NUMA (Non-Uniform Memory Access) is a memory architecture where each CPU socket has its own local memory. Accessing local memory is faster than accessing memory attached to another CPU socket (cross-NUMA access adds 40-100ns latency). For memory-intensive workloads like databases, NUMA-aware scheduling can improve throughput by 2-3x.
Can I use Topology Manager with cloud Kubernetes?
Topology Manager works on any Kubernetes cluster where the kubelet has NUMA topology information.

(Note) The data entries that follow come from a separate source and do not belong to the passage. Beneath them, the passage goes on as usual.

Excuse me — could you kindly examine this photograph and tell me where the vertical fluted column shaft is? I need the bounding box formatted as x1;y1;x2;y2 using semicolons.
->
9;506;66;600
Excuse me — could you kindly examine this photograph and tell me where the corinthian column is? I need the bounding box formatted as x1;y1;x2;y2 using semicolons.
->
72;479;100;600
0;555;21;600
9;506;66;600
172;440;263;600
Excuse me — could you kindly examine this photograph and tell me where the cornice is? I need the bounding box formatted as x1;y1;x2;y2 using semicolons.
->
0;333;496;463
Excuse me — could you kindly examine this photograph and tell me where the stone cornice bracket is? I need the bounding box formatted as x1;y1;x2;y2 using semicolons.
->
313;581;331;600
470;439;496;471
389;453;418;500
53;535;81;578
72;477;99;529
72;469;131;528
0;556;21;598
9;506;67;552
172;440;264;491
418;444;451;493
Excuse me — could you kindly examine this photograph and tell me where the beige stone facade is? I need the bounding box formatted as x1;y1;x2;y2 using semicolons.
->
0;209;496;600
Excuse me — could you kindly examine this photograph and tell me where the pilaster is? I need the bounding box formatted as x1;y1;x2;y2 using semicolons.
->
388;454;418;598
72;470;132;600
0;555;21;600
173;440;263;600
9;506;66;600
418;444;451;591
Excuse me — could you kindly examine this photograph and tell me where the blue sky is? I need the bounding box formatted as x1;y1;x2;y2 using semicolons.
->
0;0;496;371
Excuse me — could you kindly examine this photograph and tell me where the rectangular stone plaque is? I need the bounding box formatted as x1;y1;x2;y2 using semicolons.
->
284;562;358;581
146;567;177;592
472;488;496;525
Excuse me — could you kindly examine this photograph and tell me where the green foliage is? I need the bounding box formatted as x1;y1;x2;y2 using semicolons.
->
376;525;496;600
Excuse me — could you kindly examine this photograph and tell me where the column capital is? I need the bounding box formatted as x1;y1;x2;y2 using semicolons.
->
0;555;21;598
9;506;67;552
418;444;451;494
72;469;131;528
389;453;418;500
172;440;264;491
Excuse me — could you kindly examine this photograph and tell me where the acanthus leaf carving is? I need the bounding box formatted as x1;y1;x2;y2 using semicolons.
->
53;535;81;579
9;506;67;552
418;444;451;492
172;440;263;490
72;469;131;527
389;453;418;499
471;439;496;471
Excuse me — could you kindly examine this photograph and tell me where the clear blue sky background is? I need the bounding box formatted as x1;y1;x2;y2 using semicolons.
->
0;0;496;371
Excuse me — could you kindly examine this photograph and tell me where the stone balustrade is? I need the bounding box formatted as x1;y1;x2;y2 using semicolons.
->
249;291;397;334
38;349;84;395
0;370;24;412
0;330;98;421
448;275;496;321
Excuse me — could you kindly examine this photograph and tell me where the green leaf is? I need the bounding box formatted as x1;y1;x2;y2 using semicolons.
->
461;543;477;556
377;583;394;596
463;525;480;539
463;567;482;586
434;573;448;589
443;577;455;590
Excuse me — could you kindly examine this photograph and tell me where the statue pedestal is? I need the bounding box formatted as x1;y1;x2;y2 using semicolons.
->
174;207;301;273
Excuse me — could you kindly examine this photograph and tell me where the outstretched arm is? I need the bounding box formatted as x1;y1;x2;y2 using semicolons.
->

Most cloud providers don’t expose NUMA topology to the kubelet, so Topology Manager is primarily useful for bare metal and on-premises Kubernetes clusters.
What is the difference between DoNotSchedule and ScheduleAnyway?
DoNotSchedule prevents the scheduler from placing a pod if it would violate the topology spread constraint (hard constraint). ScheduleAnyway allows the scheduler to place the pod even if the constraint is violated, but it prefers placements that satisfy the constraint (soft constraint). Use DoNotSchedule for critical availability requirements.
Does Topology Manager work with the CPU Manager?
Yes, the Topology Manager coordinates with the CPU Manager to ensure aligned resource allocation. When using topologyManagerPolicy: single-numa-node with cpuManagerPolicy: static, the kubelet guarantees that all requested CPUs and device plugin resources come from the same NUMA node.
How do I verify topology alignment is working?
Check the kubelet logs for topology alignment decisions: journalctl -u kubelet | grep -i topology. You can also inspect pod status — pods rejected by Topology Manager will show in Pending state with an event explaining the topology conflict.
What is maxSkew in topology spread constraints?
maxSkew defines the maximum allowed difference in pod count between any two topology domains. For example, maxSkew: 1 with topologyKey: topology.kubernetes.io/zone ensures that no zone has more than 1 additional pod compared to any other zone.